So I took @warrenm's MetalSlug (https://github.com/metal-by-example/MetalSlug) - itself an implementation of the https://sluglibrary.com paper…

Ported it to https://metalsprockets.com

Optimised it so it renders all text in a single draw call (from an original 40,000 draw calls…)

And then entered the matrix?

Every glyph is vector. Whoa.

(Code needs a cleanup - it got messy but will put it online soon)

A completely vector based terminal view eh @Migueldeicaza? Or did the work you do recently use SLUG?
@schwa wow, my thing uses rasterized bitmaps and the atlas. This is so cool
@Migueldeicaza Not at all optimised - but concept works. 40fps on a M5 Max isn't great.
@schwa omg this is sublime. I love this

@Migueldeicaza Ok - 60fps, should easily manage 120fps when I am not plugged into that speed bump of a Apple Studio Display.

(Big difference running release vs debug - those Swift arrays are slooow. And a couple of obvious optimisations).

Not sure if SwiftTerm needs this but can look into contributing.

@schwa @Migueldeicaza have you all tried any of the noncopyable containers we've been working on in https://github.com/apple/swift-collections?tab=readme-ov-file#basiccontainers-module for your hot paths
GitHub - apple/swift-collections: Commonly used data structures for Swift

Commonly used data structures for Swift. Contribute to apple/swift-collections development by creating an account on GitHub.

GitHub
@joe @schwa oh I had not! I need to pay more attention, which ones there?
@joe @schwa oh RigidArray! Will check it out! That’s exactly what I need
@Migueldeicaza @schwa `UniqueArray` (which grows dynamically but has unique ownership) and `RigidArray` (which grows only up to a prespecified capacity limit) would be the closest to drop-in-replacement for existing `Array` usage
@joe @Migueldeicaza In my case I don't think the speed boosts are warranted the work. But I'll be reaching for them for another couple of projects that will benefit.
@schwa @Migueldeicaza another possibly less-disruptive thing you might experiment with when you have the chance is adopting `Span`/`MutableSpan` in places where you're only reading or writing an array's elements in-place

@joe @Migueldeicaza Yeah i'm using (mutable)span in a few places.

I do have a great issue around perf of simd_float4x4 in the (original) unsafebufferpointer. Writing the matrices the proper way (building up the matrix) was ~4fps… doing it just by writing directly to the members… full speed.

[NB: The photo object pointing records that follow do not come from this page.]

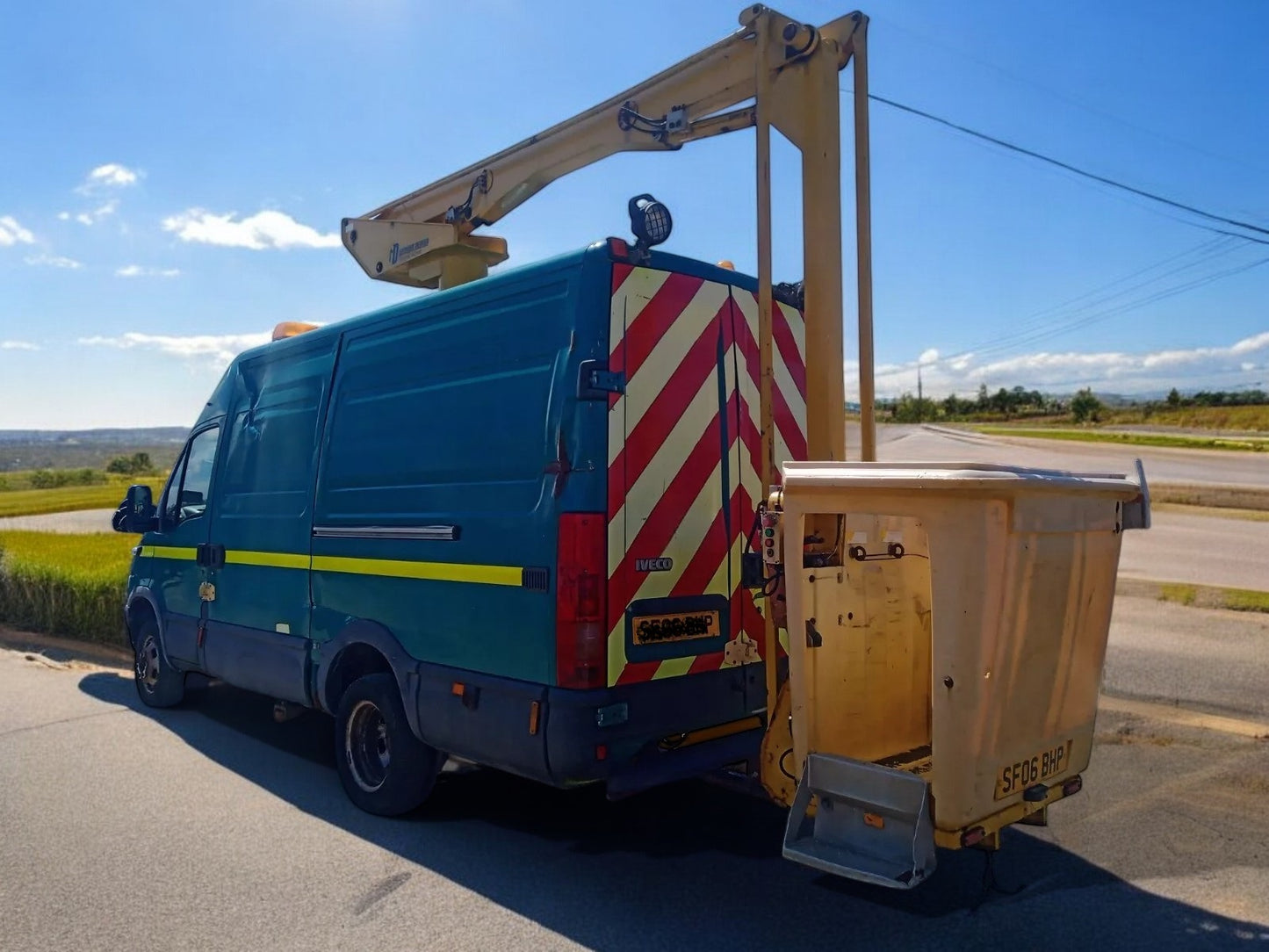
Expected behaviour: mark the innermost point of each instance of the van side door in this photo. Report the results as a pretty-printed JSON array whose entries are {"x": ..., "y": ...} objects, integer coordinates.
[
  {"x": 262, "y": 521},
  {"x": 179, "y": 549}
]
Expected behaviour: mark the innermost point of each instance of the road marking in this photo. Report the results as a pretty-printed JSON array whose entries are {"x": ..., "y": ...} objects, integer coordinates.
[{"x": 1184, "y": 716}]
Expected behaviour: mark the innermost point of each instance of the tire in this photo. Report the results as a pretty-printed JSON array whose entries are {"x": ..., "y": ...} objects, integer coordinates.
[
  {"x": 385, "y": 769},
  {"x": 159, "y": 684}
]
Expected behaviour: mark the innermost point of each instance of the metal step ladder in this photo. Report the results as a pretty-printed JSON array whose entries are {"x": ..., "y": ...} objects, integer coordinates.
[{"x": 870, "y": 823}]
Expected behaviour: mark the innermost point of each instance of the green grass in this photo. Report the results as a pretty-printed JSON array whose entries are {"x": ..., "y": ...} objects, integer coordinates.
[
  {"x": 39, "y": 501},
  {"x": 66, "y": 584},
  {"x": 1132, "y": 439},
  {"x": 1215, "y": 597},
  {"x": 1208, "y": 418},
  {"x": 1178, "y": 592}
]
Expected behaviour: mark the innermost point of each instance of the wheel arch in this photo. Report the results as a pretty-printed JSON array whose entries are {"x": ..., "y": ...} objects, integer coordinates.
[
  {"x": 141, "y": 601},
  {"x": 365, "y": 647}
]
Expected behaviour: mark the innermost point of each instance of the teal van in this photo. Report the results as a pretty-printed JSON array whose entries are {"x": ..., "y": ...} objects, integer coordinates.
[{"x": 501, "y": 523}]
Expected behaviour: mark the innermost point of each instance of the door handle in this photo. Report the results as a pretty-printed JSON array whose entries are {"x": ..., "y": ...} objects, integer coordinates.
[{"x": 210, "y": 555}]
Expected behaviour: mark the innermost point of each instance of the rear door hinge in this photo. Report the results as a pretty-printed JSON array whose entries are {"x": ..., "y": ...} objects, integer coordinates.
[{"x": 595, "y": 381}]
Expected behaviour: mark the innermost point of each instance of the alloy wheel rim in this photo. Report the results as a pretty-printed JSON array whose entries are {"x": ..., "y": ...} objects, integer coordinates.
[{"x": 365, "y": 746}]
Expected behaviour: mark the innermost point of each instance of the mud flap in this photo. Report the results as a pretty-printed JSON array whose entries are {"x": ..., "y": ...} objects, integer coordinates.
[{"x": 870, "y": 823}]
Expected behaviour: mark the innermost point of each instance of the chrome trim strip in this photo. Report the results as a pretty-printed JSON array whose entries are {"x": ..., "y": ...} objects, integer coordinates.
[{"x": 432, "y": 533}]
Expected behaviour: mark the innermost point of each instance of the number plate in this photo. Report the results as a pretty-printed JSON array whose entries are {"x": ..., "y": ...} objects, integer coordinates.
[
  {"x": 681, "y": 626},
  {"x": 1020, "y": 775}
]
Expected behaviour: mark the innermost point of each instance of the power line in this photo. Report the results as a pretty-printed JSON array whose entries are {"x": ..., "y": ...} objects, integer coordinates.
[
  {"x": 1075, "y": 311},
  {"x": 1077, "y": 170},
  {"x": 960, "y": 51}
]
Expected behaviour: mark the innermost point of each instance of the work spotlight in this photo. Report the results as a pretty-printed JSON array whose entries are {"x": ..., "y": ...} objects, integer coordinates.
[{"x": 650, "y": 221}]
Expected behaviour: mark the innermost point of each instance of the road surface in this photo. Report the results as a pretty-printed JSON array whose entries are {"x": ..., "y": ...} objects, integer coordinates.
[
  {"x": 912, "y": 444},
  {"x": 211, "y": 826},
  {"x": 1179, "y": 547},
  {"x": 1201, "y": 658}
]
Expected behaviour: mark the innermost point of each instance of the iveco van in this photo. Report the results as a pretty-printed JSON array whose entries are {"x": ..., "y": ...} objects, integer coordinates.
[{"x": 501, "y": 523}]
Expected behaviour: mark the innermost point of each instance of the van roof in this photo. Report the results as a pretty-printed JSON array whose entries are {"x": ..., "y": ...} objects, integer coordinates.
[{"x": 660, "y": 261}]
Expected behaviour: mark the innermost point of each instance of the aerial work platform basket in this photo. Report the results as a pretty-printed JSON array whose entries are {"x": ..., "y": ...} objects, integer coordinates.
[{"x": 944, "y": 667}]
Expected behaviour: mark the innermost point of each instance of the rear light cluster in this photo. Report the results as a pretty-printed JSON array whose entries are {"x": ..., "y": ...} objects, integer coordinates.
[{"x": 581, "y": 602}]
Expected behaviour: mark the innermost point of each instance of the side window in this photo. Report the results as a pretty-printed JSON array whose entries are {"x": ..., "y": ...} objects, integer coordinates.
[{"x": 191, "y": 480}]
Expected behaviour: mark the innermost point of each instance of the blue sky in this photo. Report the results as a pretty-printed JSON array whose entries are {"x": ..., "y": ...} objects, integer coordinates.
[{"x": 173, "y": 177}]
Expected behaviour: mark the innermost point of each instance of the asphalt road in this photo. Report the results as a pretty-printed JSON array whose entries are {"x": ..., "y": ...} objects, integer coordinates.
[
  {"x": 211, "y": 826},
  {"x": 912, "y": 444},
  {"x": 1178, "y": 547},
  {"x": 1198, "y": 658},
  {"x": 1198, "y": 549}
]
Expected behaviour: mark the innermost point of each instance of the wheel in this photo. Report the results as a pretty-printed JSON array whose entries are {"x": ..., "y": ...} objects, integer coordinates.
[
  {"x": 385, "y": 768},
  {"x": 159, "y": 684}
]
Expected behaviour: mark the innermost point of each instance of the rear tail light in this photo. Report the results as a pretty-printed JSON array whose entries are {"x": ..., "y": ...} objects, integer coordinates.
[{"x": 581, "y": 602}]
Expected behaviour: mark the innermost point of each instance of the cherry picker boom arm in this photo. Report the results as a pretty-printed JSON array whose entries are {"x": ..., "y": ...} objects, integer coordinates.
[
  {"x": 772, "y": 73},
  {"x": 790, "y": 71}
]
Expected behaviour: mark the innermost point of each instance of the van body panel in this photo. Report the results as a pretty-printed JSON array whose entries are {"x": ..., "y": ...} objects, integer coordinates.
[
  {"x": 174, "y": 570},
  {"x": 398, "y": 480},
  {"x": 260, "y": 519},
  {"x": 457, "y": 422},
  {"x": 684, "y": 466}
]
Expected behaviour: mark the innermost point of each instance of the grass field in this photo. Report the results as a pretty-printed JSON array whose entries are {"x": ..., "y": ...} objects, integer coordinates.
[
  {"x": 1254, "y": 444},
  {"x": 68, "y": 499},
  {"x": 66, "y": 584},
  {"x": 1208, "y": 418}
]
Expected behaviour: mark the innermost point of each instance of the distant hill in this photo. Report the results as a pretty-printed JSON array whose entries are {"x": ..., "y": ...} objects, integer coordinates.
[{"x": 73, "y": 450}]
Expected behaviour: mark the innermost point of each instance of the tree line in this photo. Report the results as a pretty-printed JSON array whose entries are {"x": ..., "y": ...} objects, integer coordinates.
[{"x": 1083, "y": 407}]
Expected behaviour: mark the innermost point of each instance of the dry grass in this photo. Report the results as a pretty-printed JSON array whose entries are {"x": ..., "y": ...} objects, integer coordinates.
[{"x": 68, "y": 499}]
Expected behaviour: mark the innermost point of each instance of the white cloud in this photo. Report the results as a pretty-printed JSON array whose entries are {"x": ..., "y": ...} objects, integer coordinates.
[
  {"x": 258, "y": 233},
  {"x": 136, "y": 270},
  {"x": 109, "y": 176},
  {"x": 217, "y": 348},
  {"x": 97, "y": 213},
  {"x": 1112, "y": 371},
  {"x": 43, "y": 261},
  {"x": 13, "y": 234}
]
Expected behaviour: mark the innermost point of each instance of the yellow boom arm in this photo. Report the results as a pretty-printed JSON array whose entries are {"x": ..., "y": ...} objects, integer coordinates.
[{"x": 772, "y": 73}]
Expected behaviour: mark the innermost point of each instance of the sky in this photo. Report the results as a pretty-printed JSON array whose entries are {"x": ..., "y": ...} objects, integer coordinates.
[{"x": 173, "y": 178}]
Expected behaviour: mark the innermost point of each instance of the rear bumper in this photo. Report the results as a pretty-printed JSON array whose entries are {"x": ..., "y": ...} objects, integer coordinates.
[{"x": 630, "y": 737}]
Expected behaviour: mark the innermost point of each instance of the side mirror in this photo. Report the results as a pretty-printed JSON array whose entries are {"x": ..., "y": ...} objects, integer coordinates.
[{"x": 136, "y": 515}]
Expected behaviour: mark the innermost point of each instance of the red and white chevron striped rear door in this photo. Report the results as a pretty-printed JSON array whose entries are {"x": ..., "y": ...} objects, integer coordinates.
[{"x": 683, "y": 471}]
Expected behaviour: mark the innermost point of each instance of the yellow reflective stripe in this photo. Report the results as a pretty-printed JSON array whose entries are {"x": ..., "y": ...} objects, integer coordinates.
[
  {"x": 436, "y": 572},
  {"x": 273, "y": 560},
  {"x": 674, "y": 667},
  {"x": 169, "y": 552},
  {"x": 387, "y": 567}
]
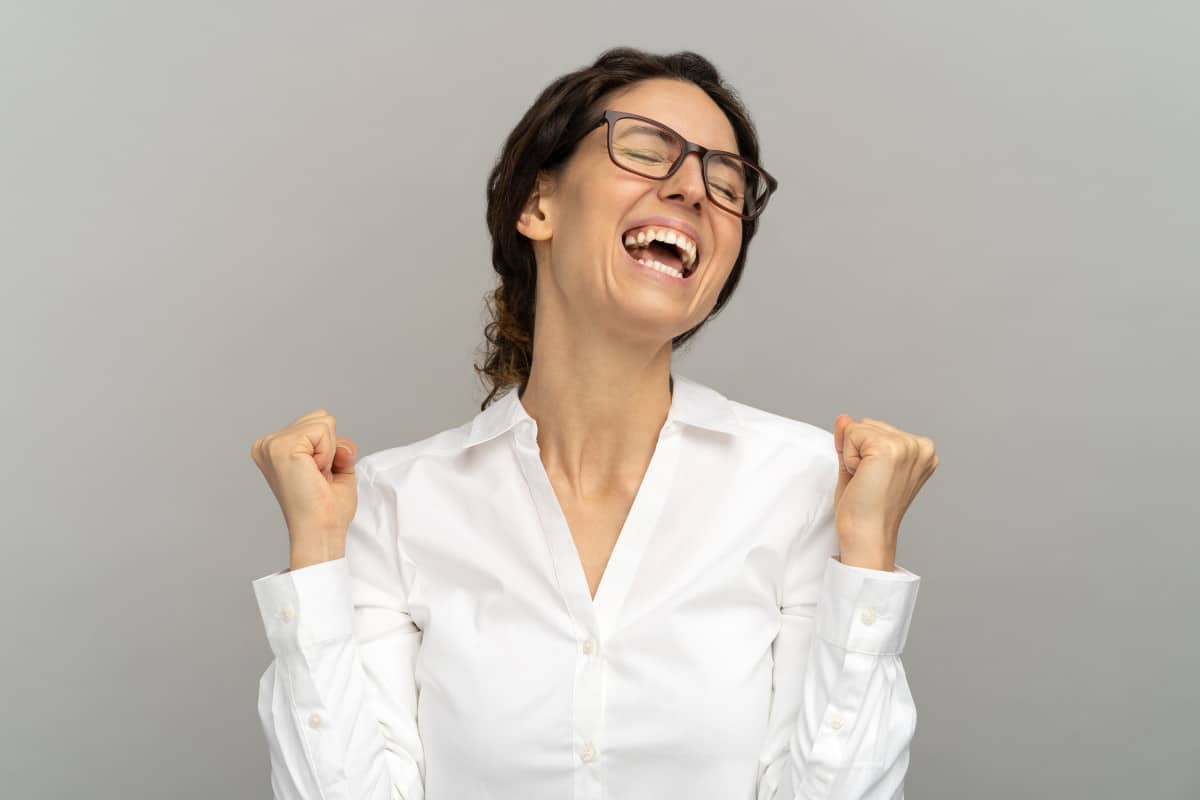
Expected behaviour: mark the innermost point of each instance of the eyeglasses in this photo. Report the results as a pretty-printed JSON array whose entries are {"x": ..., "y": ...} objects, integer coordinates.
[{"x": 649, "y": 149}]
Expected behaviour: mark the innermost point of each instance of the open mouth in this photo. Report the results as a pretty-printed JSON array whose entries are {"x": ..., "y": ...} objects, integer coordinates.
[{"x": 663, "y": 248}]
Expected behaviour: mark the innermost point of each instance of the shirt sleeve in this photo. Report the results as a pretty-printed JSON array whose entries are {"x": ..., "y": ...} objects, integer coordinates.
[
  {"x": 841, "y": 715},
  {"x": 339, "y": 701}
]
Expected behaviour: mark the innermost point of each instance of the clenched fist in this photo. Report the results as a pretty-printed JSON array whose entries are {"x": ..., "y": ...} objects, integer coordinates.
[{"x": 311, "y": 473}]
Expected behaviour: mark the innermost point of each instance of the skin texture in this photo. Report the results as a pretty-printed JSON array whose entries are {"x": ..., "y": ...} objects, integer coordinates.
[{"x": 598, "y": 386}]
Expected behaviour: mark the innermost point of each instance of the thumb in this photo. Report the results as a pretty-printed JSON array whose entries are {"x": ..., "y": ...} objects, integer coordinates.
[
  {"x": 839, "y": 441},
  {"x": 345, "y": 455}
]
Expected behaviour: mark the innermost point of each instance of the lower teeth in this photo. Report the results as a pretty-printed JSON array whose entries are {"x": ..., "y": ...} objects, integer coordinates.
[{"x": 661, "y": 268}]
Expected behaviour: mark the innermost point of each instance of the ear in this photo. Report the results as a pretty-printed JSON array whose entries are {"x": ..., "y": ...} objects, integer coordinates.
[{"x": 534, "y": 221}]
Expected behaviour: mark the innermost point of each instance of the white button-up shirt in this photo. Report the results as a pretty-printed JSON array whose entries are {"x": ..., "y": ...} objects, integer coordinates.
[{"x": 456, "y": 653}]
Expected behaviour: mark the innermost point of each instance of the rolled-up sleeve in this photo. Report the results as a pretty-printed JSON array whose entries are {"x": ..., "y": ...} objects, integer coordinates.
[
  {"x": 339, "y": 701},
  {"x": 841, "y": 717}
]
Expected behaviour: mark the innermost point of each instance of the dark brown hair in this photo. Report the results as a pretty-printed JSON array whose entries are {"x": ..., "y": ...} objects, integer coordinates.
[{"x": 544, "y": 140}]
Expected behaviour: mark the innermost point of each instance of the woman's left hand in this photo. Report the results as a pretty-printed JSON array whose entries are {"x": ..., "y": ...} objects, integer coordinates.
[{"x": 881, "y": 469}]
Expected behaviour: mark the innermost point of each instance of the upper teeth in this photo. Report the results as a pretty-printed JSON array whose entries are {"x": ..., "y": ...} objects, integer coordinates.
[{"x": 669, "y": 235}]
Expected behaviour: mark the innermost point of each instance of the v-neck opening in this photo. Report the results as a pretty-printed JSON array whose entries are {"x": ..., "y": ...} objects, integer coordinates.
[{"x": 637, "y": 528}]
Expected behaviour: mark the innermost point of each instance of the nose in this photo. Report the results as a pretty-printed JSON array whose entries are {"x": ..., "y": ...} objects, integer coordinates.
[{"x": 688, "y": 182}]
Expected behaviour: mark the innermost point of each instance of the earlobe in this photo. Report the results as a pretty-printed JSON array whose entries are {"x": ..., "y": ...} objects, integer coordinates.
[{"x": 532, "y": 222}]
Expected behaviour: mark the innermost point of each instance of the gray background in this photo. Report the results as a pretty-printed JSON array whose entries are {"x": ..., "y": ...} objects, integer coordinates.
[{"x": 215, "y": 217}]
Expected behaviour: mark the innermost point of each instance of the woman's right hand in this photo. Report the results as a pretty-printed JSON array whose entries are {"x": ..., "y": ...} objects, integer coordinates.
[{"x": 311, "y": 473}]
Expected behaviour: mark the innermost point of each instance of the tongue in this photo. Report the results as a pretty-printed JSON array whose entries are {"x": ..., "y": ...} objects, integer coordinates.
[{"x": 659, "y": 252}]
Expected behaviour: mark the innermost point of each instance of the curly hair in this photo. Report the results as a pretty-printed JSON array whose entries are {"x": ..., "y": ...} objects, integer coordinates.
[{"x": 543, "y": 140}]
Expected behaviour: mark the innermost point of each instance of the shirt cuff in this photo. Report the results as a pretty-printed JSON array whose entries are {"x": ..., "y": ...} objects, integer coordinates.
[
  {"x": 306, "y": 607},
  {"x": 867, "y": 611}
]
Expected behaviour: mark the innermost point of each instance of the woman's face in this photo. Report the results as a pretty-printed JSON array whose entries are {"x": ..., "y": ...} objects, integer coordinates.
[{"x": 580, "y": 222}]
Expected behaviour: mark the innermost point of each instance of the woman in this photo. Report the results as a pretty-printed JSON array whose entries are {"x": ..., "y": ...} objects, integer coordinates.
[{"x": 613, "y": 582}]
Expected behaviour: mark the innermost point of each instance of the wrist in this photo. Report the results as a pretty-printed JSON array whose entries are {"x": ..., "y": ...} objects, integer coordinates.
[
  {"x": 868, "y": 560},
  {"x": 305, "y": 557}
]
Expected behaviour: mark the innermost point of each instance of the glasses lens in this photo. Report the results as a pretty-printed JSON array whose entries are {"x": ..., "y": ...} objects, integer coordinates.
[
  {"x": 648, "y": 149},
  {"x": 737, "y": 185},
  {"x": 645, "y": 148}
]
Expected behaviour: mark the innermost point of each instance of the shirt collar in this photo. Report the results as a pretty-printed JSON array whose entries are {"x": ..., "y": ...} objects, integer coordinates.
[{"x": 691, "y": 403}]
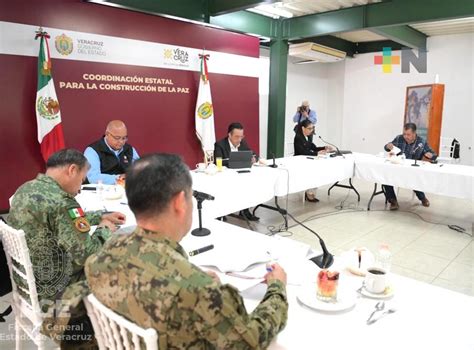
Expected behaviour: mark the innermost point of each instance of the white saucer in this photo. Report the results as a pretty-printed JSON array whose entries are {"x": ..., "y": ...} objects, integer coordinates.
[
  {"x": 307, "y": 296},
  {"x": 388, "y": 293}
]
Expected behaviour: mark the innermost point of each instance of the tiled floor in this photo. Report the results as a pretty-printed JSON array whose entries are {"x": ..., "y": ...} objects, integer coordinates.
[
  {"x": 422, "y": 250},
  {"x": 425, "y": 250}
]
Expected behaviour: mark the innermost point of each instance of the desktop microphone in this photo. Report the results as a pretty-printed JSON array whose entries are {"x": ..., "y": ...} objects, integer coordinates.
[
  {"x": 338, "y": 152},
  {"x": 201, "y": 196},
  {"x": 324, "y": 260}
]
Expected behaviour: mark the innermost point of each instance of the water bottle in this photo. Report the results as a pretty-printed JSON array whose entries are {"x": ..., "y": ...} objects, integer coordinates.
[
  {"x": 384, "y": 258},
  {"x": 100, "y": 189}
]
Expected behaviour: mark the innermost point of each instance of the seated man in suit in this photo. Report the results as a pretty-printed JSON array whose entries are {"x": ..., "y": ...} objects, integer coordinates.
[
  {"x": 304, "y": 146},
  {"x": 414, "y": 147},
  {"x": 234, "y": 142},
  {"x": 110, "y": 156}
]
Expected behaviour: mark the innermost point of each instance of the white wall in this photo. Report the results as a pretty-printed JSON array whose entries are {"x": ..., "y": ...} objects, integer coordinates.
[
  {"x": 361, "y": 108},
  {"x": 374, "y": 102},
  {"x": 321, "y": 84}
]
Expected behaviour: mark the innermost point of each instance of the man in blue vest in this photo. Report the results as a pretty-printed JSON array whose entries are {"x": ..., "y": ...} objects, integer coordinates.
[{"x": 110, "y": 156}]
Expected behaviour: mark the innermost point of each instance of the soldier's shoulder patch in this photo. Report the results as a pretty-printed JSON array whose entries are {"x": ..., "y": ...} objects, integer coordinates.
[
  {"x": 82, "y": 225},
  {"x": 75, "y": 212}
]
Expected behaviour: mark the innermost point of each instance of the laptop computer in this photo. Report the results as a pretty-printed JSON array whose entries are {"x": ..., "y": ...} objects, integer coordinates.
[{"x": 240, "y": 160}]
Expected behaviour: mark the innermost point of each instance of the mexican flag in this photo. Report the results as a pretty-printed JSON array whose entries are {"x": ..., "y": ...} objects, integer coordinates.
[
  {"x": 205, "y": 112},
  {"x": 48, "y": 115}
]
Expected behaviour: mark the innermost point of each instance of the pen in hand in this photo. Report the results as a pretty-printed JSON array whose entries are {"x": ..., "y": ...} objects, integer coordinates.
[{"x": 201, "y": 250}]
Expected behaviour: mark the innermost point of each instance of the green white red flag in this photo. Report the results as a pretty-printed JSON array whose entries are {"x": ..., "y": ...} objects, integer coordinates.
[{"x": 48, "y": 115}]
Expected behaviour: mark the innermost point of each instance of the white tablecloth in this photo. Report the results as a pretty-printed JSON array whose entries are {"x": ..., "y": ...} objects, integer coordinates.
[
  {"x": 427, "y": 317},
  {"x": 451, "y": 180}
]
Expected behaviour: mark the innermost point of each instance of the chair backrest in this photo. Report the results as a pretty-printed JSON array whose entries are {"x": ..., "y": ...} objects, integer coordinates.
[
  {"x": 448, "y": 149},
  {"x": 25, "y": 296},
  {"x": 113, "y": 331}
]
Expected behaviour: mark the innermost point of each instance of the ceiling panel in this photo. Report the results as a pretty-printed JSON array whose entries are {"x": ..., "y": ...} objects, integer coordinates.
[{"x": 453, "y": 26}]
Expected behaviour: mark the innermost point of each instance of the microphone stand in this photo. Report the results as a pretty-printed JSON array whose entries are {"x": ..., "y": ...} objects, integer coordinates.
[
  {"x": 201, "y": 231},
  {"x": 338, "y": 152},
  {"x": 274, "y": 164},
  {"x": 413, "y": 155},
  {"x": 324, "y": 260}
]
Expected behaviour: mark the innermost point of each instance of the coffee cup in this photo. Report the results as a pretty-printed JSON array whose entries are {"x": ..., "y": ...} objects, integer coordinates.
[
  {"x": 376, "y": 280},
  {"x": 201, "y": 166}
]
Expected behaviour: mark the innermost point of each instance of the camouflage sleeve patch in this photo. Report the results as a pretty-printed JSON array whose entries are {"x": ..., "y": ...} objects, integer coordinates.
[{"x": 94, "y": 217}]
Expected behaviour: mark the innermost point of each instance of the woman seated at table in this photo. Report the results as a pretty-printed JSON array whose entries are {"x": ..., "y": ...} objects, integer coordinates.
[{"x": 304, "y": 146}]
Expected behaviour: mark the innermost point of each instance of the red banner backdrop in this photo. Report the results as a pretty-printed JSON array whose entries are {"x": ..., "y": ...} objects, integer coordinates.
[{"x": 156, "y": 122}]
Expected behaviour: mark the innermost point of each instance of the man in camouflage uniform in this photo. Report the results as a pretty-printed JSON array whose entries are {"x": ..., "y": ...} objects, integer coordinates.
[
  {"x": 146, "y": 276},
  {"x": 57, "y": 230}
]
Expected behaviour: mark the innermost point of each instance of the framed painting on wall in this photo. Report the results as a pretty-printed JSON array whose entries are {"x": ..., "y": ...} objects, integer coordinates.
[{"x": 424, "y": 107}]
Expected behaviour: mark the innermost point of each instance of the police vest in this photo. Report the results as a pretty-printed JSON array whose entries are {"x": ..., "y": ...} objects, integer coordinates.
[{"x": 109, "y": 162}]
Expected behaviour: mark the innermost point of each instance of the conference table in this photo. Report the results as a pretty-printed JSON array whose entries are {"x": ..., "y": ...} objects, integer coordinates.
[
  {"x": 453, "y": 180},
  {"x": 426, "y": 316},
  {"x": 234, "y": 190},
  {"x": 300, "y": 173}
]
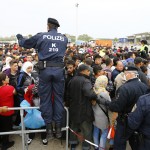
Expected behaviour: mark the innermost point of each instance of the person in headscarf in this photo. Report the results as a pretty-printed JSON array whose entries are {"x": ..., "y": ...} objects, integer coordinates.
[
  {"x": 7, "y": 65},
  {"x": 101, "y": 122},
  {"x": 24, "y": 80}
]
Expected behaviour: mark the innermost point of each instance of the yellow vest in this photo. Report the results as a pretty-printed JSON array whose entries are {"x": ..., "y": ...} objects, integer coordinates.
[{"x": 143, "y": 47}]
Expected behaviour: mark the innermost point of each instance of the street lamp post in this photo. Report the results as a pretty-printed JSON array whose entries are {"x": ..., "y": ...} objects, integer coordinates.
[{"x": 76, "y": 5}]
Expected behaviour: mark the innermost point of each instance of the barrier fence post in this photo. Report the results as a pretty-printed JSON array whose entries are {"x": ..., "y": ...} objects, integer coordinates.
[
  {"x": 67, "y": 128},
  {"x": 22, "y": 129}
]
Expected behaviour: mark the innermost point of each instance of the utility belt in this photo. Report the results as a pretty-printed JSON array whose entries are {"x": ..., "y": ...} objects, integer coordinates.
[
  {"x": 123, "y": 117},
  {"x": 45, "y": 64}
]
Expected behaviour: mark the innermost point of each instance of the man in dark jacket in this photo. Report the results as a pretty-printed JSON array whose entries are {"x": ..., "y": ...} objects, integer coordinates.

I was blaming array when really it was simd.

I'll see if i can reproduce again and understand it rationally (likely safe vs non safe access). Was fun.

@joe @schwa @Migueldeicaza +1! Noncopyable types are how I've been shipping Swift rewrites that are faster than C
@joe @schwa @Migueldeicaza There’s a reason I manually ported my sample from Swift to Obj-C. Debug performance is absolutely atrocious, and these marginal hacks call into question whether ordinary Swift developers can write idiomatic, performant code. I don’t doubt that performance weenies can write code that’s “faster than C”—now solve it for everyone else.
@warrenm @joe @schwa I am just at the stage in life where I rather spend time with the profiler and picking these idioms than spending days staring a core dumps :-)

@schwa this would be very neat!

Yeah swift arrays are bad, dynamic exclusive access is still my main problem

Ok I guess I wasn't left any choice in the matter.

For those wondering…

What's cool about this is that it uses true vector glyphs. A lot of text in 3D (and in your GPU accelerated Terminals etc) render the glyphs to textures at fixed (usually high) resolution. Or uses Signed Distance Fields trickery to render them well.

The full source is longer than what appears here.